PALU – Wakil Bupati Tojo Una-Una, Surya Lapasiri, hadiri Silaturahmi Akbar Pemangku Adat se-Sulawesi Tengah yang dirangkaikan dengan pelantikan Forum Komunikasi Pemangku Adat (FKPA) periode 2025–2030.
Kegiatan berlangsung di Best Western Coco Palu, Palu, Selasa 14 April 2026. Acara tersebut turut dihadiri para gubernur terdahulu, kepala daerah, raja-raja, ketua adat, serta pemangku adat dari seluruh wilayah Sulawesi Tengah.
Dalam kesempatan itu, Wabup Touna Surya Lapasiri menyampaikan apresiasinya atas terselenggaranya kegiatan tersebut. Ia menilai forum ini menjadi wadah strategis dalam menjaga dan memperkuat nilai-nilai adat serta budaya di tengah masyarakat.
“Melalui kegiatan ini, kita ingin memperkuat kebersamaan antar pemangku adat di Sulawesi Tengah. Pemerintah daerah sangat menghargai peran adat yang selama ini sudah menjaga nilai, norma, dan kehidupan masyarakat tetap harmonis. Kami percaya, kalau adat dijaga dengan baik, maka pembangunan juga akan berjalan lebih seimbang. Karena itu, kami berharap forum ini tidak hanya seremonial, tetapi benar-benar aktif menjadi jembatan komunikasi, memberi masukan kepada pemerintah, serta ikut menjaga persatuan dan kebersamaan di tengah masyarakat,” ujar Surya.
Ia juga berharap Forum Komunikasi Pemangku Adat dapat menjadi jembatan sinergi antara pemerintah dan lembaga adat dalam mendukung pembangunan yang berlandaskan nilai-nilai budaya.

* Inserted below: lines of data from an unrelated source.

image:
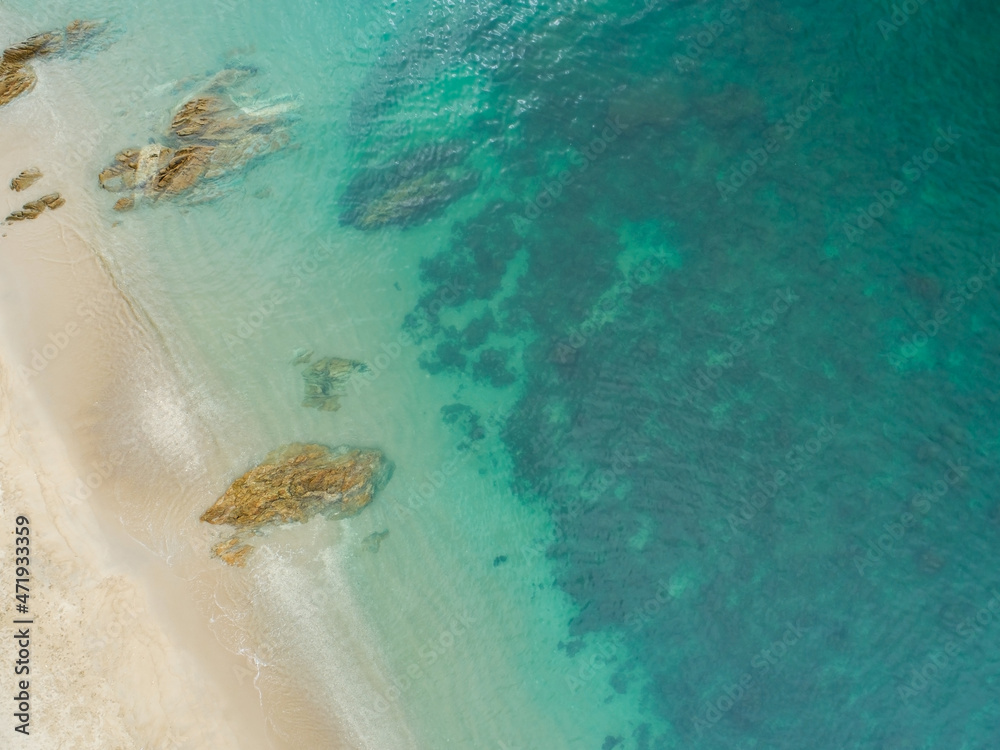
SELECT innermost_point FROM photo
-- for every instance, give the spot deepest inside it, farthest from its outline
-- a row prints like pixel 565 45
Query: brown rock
pixel 16 75
pixel 53 201
pixel 183 171
pixel 210 137
pixel 233 552
pixel 26 179
pixel 293 484
pixel 15 81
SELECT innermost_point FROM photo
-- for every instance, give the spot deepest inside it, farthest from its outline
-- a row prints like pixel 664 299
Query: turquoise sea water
pixel 690 377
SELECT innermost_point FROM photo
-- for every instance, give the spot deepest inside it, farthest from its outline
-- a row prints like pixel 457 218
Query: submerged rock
pixel 16 74
pixel 326 382
pixel 25 180
pixel 409 190
pixel 292 485
pixel 210 137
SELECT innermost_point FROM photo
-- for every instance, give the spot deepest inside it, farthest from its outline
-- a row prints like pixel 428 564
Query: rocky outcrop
pixel 292 485
pixel 326 382
pixel 410 190
pixel 25 180
pixel 34 209
pixel 210 137
pixel 17 77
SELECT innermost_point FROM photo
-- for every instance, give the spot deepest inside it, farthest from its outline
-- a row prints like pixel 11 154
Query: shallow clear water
pixel 685 456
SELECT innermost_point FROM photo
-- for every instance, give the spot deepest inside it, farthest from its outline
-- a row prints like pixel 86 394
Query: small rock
pixel 25 180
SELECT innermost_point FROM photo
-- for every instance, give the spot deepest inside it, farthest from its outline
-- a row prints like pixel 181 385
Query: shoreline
pixel 159 629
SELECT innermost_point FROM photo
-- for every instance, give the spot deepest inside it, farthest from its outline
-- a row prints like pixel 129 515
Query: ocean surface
pixel 682 325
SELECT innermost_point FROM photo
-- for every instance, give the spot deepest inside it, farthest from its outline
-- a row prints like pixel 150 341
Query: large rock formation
pixel 26 179
pixel 16 74
pixel 33 209
pixel 210 137
pixel 292 485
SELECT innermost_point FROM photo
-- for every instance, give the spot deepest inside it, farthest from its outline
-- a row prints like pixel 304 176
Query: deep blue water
pixel 760 314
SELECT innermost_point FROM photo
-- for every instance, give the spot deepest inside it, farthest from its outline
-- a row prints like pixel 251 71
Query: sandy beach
pixel 140 639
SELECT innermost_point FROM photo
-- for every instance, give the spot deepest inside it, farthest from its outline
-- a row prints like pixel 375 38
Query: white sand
pixel 140 640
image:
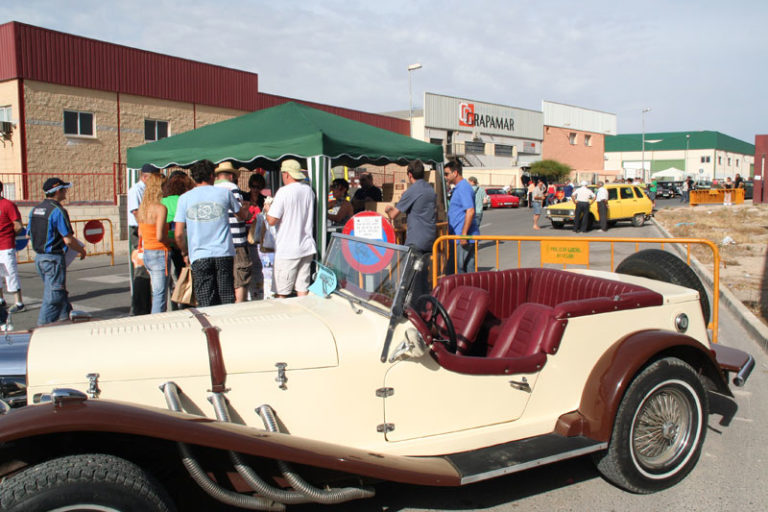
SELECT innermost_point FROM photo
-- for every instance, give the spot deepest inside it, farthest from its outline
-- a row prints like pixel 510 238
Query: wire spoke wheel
pixel 662 429
pixel 658 430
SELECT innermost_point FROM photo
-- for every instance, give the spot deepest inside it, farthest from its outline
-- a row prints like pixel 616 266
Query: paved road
pixel 728 476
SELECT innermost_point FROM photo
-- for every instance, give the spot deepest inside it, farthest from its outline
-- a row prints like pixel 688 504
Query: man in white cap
pixel 583 197
pixel 291 211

“Keberagaman adat dan budaya di Sulawesi Tengah adalah kekuatan. Dengan komunikasi yang baik, kita bisa menjaga persatuan dalam semangat nosara nosabatutu,”harapnya.
Sementara itu, Gubernur Sulawesi Tengah, Anwar Hafid, dalam sambutannya menyebut kegiatan tersebut sebagai sejarah baru dalam masa kepemimpinannya. Ia menegaskan, untuk pertama kalinya seluruh pemimpin terdahulu dan pemangku adat dapat berkumpul dalam satu forum silaturahmi.
“Ini sejarah baru. Dalam kepemimpinan saya selama setahun ini, semua para pendahulu pemimpin negeri ini hadir bersama. Untuk pertama kalinya juga dalam masa kepemimpinan saya dan Ibu Reny, para pemangku adat se-Sulawesi Tengah berkumpul. Ini hal yang luar biasa,” ujar Anwar.
Menurutnya, pembentukan FKPA merupakan cita-cita besar yang telah dirancang sebelum dirinya menjabat sebagai gubernur, dan kini telah diformalkan melalui Rencana Pembangunan Jangka Menengah Daerah (RPJMD) Provinsi Sulawesi Tengah,”jelasnya.
Pada kesempatan itu juga dilakukan penyerahan bantuan revitalisasi rumah adat senilai Rp.50 juta sebagai bentuk dukungan terhadap pelestarian budaya dan penguatan peran lembaga adat di daerah.